Africa News, Truth or Trope?
I spend part of my workday perusing African news on the net. It gives me a chance to keep up with what’s going on after thirty years of active entrepreneurship and environmental activism. Concurrently, of course, the news itself is under increased scrutiny as to how effective the traditional model really is. If you can’t deliver the truth on local issues can you manage communities ten thousand miles away on another continent?
The answer is actually yes, perhaps a categorical yes. Much of the news is telling strong stories describing accurately how things actually are. But at the same time, there is a more general set of preconceptions that lurk in the background which makes it difficult, or maybe impossible, for the general reader to come to a fair judgment.

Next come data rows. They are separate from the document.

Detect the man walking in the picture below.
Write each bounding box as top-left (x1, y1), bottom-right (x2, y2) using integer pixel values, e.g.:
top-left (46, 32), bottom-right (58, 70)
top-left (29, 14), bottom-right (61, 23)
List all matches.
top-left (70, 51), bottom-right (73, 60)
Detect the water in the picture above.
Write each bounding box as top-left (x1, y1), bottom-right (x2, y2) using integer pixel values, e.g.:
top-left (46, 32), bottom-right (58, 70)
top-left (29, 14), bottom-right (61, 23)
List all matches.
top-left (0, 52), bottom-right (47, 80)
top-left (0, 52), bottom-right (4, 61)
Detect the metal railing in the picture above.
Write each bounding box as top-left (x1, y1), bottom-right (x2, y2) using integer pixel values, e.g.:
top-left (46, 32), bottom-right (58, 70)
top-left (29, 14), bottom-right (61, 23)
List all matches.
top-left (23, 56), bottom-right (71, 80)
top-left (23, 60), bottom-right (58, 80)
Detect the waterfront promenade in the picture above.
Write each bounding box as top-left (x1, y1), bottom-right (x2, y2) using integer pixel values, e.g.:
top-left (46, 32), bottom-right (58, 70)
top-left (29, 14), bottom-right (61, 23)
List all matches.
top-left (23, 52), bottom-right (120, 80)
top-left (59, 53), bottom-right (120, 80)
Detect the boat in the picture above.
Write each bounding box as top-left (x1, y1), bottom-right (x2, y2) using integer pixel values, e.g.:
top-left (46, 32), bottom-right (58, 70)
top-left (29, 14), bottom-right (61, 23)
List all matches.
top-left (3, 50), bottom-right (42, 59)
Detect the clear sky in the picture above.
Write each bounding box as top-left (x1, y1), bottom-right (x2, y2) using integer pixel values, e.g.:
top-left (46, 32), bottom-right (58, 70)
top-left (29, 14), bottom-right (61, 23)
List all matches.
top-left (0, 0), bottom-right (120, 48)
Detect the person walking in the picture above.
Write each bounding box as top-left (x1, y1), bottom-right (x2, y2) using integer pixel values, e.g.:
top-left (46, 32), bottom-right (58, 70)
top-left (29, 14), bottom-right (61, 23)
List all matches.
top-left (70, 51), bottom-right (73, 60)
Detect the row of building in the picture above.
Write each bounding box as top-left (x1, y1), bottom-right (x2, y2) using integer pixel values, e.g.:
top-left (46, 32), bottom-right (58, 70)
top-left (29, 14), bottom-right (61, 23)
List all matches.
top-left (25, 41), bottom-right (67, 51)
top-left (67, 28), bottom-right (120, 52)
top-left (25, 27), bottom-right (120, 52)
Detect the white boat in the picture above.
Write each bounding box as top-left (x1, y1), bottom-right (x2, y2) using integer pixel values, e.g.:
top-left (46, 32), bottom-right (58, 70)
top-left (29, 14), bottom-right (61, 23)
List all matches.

I read a couple of articles recently that may help me make my point.
For instance, this article in Nipashe discusses how Tanzania, and indirectly most other African countries, should expand their agricultural capability in such a way as to link with export and growth. Agriculture is most African countries’ strongest economic card so this would be a logical next step and China is the partner best placed to support such an effort.
And in another part of Africa and from a completely different point of view the Air Force Times published, “Competing and winning in Africa, a vast theater of opportunity,” in which the U.S. Air force is directly supporting ideas for African development. The article points out Africa’s dramatic developmental potential and the fact that the United States’ global competitor, China, is trying to capitalize on this very evident opportunity.
So on the one hand China, the second most powerful country in the world, is portrayed as Africa’s savior as a result of their support of African agriculture despite the fact China’s agricultural support and market development is arguably counter to the interests of African small growers who control the vast majority of the land and who also form the greater part of the electorate. Small growers need systems that will allow them or encourage them to find ways to participate in more lucrative markets. Support of African agriculture and support of the integration of small growers into the economy are conveniently conflated.
On the other hand, the United States, the largest economy in the world, is apparently proposing that their military presence in various countries across Africa is an advantageous situation. The article uses the words “competing and winning” with China as the competitor. It would seem in this equation that the United States is saying that its ability to convince African counties of the need for American military support, and even on their ground presence, is not only a good thing but a “win” in a larger competition.
But let’s face it, neither of these situations are good things. Success in African agriculture is about incorporating small farmers, a billion of them, into the greater economy not about donor intervention. And similarly, African security is about stabilizing democracies and the particular, local, relationship between people and power, not about geopolitical hegemony.
So back to my original question. Truth or trope? It seems to me there is a lot of confusing stuff out there and stories and articles can be spun to drastically misrepresent reality as the two examples illustrate. They are a kind of naturally occurring propaganda. I believe it is getting harder but it’s still possible to discern the difference. The important thing is having some experience in the field upon which to base your view. Realizing how malleable our new situation is, makes it so much more important that those with the experience make sure they keep their voice.